O direito de voto pode ser revogado por um tribunal para indivíduos que cometeram determinados crimes políticos — como espionagem e divulgação de segredos de Estado — mas em nenhuma circunstância no caso de crimes como homicídio, homicídio culposo e abuso sexual grave de crianças.
As mesmas regras se aplicam aos candidatos apresentados pelos respectivos partidos.
Pouco mais de metade do eleitorado são mulheres, quase 40% têm 60 anos ou mais e 14% têm menos de 30 anos.
A participação eleitoral tende a ser elevada na Alemanha. Nas duas últimas eleições gerais, foi pouco mais de 76%.
O limite de 5%
De acordo com a lei eleitoral alemã, os partidos devem obter um mínimo de 5% dos votos partidários (segundos votos) para garantir a representação. A disposição foi introduzida pela primeira vez em 1953 e pretendia evitar que pequenos partidos dissidentes, como os que assolaram a República de Weimar, entrassem no parlamento e o fragmentassem, dificultando a formação de uma maioria viável.
No entanto, é concedida uma excepção aos partidos que apresentem candidatos vencedores em pelo menos três distritos eleitorais: a conquista de três mandatos individuais aumenta o limite de cinco por cento para o respectivo partido. Em 2021, por exemplo, isto aplica-se ao Partido da Esquerda, que obteve apenas 4,9% dos segundos votos, mas foi autorizado a preencher 4,9% dos assentos e a enviar 39 legisladores porque três dos seus candidatos venceram nos seus círculos eleitorais.
A segunda exceção é para candidatos representando uma minoria alemã reconhecidacomo os dinamarqueses em Schleswig-Holstein ou os Sorbs na Saxônia. São necessários entre 35.000 e 38.000 votos para conquistar um círculo eleitoral, ou seja, esse é o número de votos que um representante de um partido minoritário precisa de obter para obter um assento no Bundestag. Em 2021, Stefan Seidler, o representante da minoria dinamarquesa, obteve 55.000 votos garantindo um assento no parlamento.

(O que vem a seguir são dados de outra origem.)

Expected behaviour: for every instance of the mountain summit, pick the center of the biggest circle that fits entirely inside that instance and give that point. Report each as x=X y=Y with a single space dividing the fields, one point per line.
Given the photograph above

Construindo um governo e elegendo um chanceler
Se um partido obtiver 50 por cento dos votos, terá efectivamente representantes para avançar com a sua própria agenda. Mas é improvável que isso aconteça. Por essa razão, os partidos na Alemanha geralmente precisam de se associar a um ou mais partidos para construir uma coligação com votos suficientes para controlar o Bundestag.
Tradicionalmente, o candidato do partido que obtiver mais votos tornar-se-á chanceler e o principal candidato do parceiro júnior da coligação é frequentemente escolhido para se tornar ministro dos Negócios Estrangeiros. O chanceler apresenta os nomes dos ministros e suas pastas ao Presidente, que nomeia os membros do governo.
Qualquer cidadão alemão com pelo menos 18 anos pode tornar-se Chanceler. Não é necessário um assento no Bundestag, mas ele (ou ela) precisa obter a maioria dos votos dos legisladores.
A Lei Básica, a Constituição Alemã, estipula que a primeira sessão do novo Bundestag deve ocorrer no prazo de 30 dias após a eleição.
O Presidente propõe oficialmente o candidato a Chanceler que precisa então obter a maioria absoluta dos votos (50+1). Se o candidato não conseguir isso, os membros do Bundestag podem escolher outro candidato e colocá-lo em votação dentro de duas semanas. Mais uma vez, é necessária uma maioria absoluta.
Se nenhum candidato obtiver a maioria absoluta no segundo turno, uma votação final será realizada imediatamente. É eleito quem obtiver mais votos naquele turno (maioria simples).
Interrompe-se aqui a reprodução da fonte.